Character scalar (default "Overall"). Label used for the pooled bar when include_overall_bar = TRUE.

Value

A list of the ggplot2 object, Cramer's V effect size, p-value.

Examples

ggplot2::theme_set(theme_bw2())
data(mtcars)
mtcars$cyl <- factor(mtcars$cyl)
mtcars$gear <- factor(mtcars$gear)

# Default usage
p <- plot_2_categorical_vars(
  d = mtcars,
  xvar = "cyl",
  yvar = "gear",
  xvar_label = "Cylinders",
  yvar_label = "Gears"
)
p$ggplot


# Show both percent and count inside bars
p_pct_n <- plot_2_categorical_vars(
  d = mtcars,
  xvar = "cyl",
  yvar = "gear",
  inside_bar_stats = "pct_and_n",
  pct_digits = 1
)
p_pct_n$ggplot


# Include a pooled 'Overall' bar on the left
p_overall <- plot_2_categorical_vars(
  d = mtcars,
  xvar = "cyl",
  yvar = "gear",
  include_overall_bar = TRUE
)
p_overall$ggplot


# Horizontal bars using `flip = TRUE`
p_horiz <- plot_2_categorical_vars(
  d = mtcars,
  xvar = "cyl",
  yvar = "gear",
  flip = TRUE,
  inside_bar_stats = "pct_and_n"
)
p_horiz$ggplot


# Customize text colors by yvar level, and use bold text inside bars
p_text_colors <- plot_2_categorical_vars(
  d = mtcars,
  xvar = "cyl",
  yvar = "gear",
  yvar_colors = c("3" = "lightgrey", "4" = "darkgrey", "5" = "black"),
  yvar_text_colors = c("3" = "black", "4" = "black", "5" = "white"),
  inside_bar_stats = "pct_and_n",
  inside_bar_text_bold = TRUE
)
p_text_colors$ggplot


######### Combine stacked barchart with a horizontal covariate bar
# The covariate heatmap is designed for group-level annotations where each
# x-axis group has exactly one value per covariate (e.g. treatment arms with
# fixed properties).
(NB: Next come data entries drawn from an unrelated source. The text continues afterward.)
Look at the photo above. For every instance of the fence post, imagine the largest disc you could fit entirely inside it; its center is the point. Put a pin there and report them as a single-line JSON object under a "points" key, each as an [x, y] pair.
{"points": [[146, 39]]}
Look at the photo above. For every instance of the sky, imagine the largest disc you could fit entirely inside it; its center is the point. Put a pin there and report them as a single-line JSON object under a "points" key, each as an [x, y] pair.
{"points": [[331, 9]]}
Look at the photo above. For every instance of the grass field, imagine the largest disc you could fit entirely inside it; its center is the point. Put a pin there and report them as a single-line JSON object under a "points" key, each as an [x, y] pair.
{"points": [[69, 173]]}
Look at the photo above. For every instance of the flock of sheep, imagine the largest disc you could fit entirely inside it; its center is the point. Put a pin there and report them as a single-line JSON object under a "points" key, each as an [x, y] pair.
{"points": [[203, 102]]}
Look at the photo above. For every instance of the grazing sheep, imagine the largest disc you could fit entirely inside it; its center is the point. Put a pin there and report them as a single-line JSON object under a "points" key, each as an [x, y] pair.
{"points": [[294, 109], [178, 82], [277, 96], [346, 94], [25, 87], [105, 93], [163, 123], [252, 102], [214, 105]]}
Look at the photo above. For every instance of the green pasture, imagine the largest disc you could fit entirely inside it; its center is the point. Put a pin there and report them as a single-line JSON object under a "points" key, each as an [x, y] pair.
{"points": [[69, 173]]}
Here we use simulated group-level covariates.

# Create the main stacked barchart
p <- plot_2_categorical_vars(
  d = mtcars,
  xvar = "cyl",
  yvar = "gear",
  xvar_label = "Cylinders",
  yvar_label = "Gears",
  inside_bar_stats = "pct_and_n"
)

# Simulated group-level covariates: one row per cylinder group, in the same
# order as the barplot x-axis (i.e. factor level order).
cov_data <- data.frame(
  cyl       = factor(c("4",     "6",        "8")),
  fuel_type = factor(c("Electric", "Gasoline", "Gasoline")),
  origin    = factor(c("A", "B", "C"))
)

# Verify x-axis labels match before hiding the barplot x-axis.
# patchwork's axes = "collect_x" cannot reach into a nested patchwork,
# so we suppress the duplicate axis manually.
barplot_xlabels <- levels(mtcars[["cyl"]])
covbar_xlabels  <- as.character(cov_data[["cyl"]])
stopifnot(
  "x-axis labels of barplot and covariate bar must be identical" =
    identical(barplot_xlabels, covbar_xlabels)
)
p$ggplot <- p$ggplot +
  ggplot2::theme(
    axis.title.x = ggplot2::element_blank(),
    axis.text.x  = ggplot2::element_blank(),
    axis.ticks.x = ggplot2::element_blank()
  )

# Create horizontal covariate bar.
# Use collect_guides = FALSE so the outer wrap_plots() can collect all
# legends together; if collect_guides = TRUE (the default) the inner
# patchwork absorbs the guides before the outer composition sees them.
cov_bar <- plot_covariate_heatmap(
  dataset = cov_data,
  color_map = list(
    fuel_type = c("Electric" = "#619CBA", "Gasoline" = "#F39C12"),
    origin    = c("A" = "#9B59B6", "B" = "#2ECC71", "C" = "#E67E22")
  ),
  row_id_var = "cyl",
  show_column_names = TRUE,
  show_row_names = TRUE,
  horizontal = TRUE,
  collect_guides = FALSE,
  x_title = "Cylinders"
) &
  ggplot2::scale_x_discrete(expand = ggplot2::expansion(add = 0.6)) &
  ggplot2::theme(panel.border = ggplot2::element_blank())
#> Scale for x is already present.
#> Adding another scale for x, which will replace the existing scale.
#> Scale for x is already present.
#> Adding another scale for x, which will replace the existing scale.

# Combine plots vertically with collected legends
patchwork::wrap_plots(
  p$ggplot +
    ggplot2::scale_y_continuous(
      limits = c(0, 110),
      breaks = seq(0, 100, by = 25),
      labels = scales::label_number(suffix = "%"),
      expand = ggplot2::expansion(add = c(0, 0))
    ),
  cov_bar,
  ncol = 1,
  heights = c(0.85, 0.15),
  guides = "collect"
) & ggplot2::theme(legend.position = "right")
#> Scale for y is already present.
#> Adding another scale for y, which will replace the existing scale.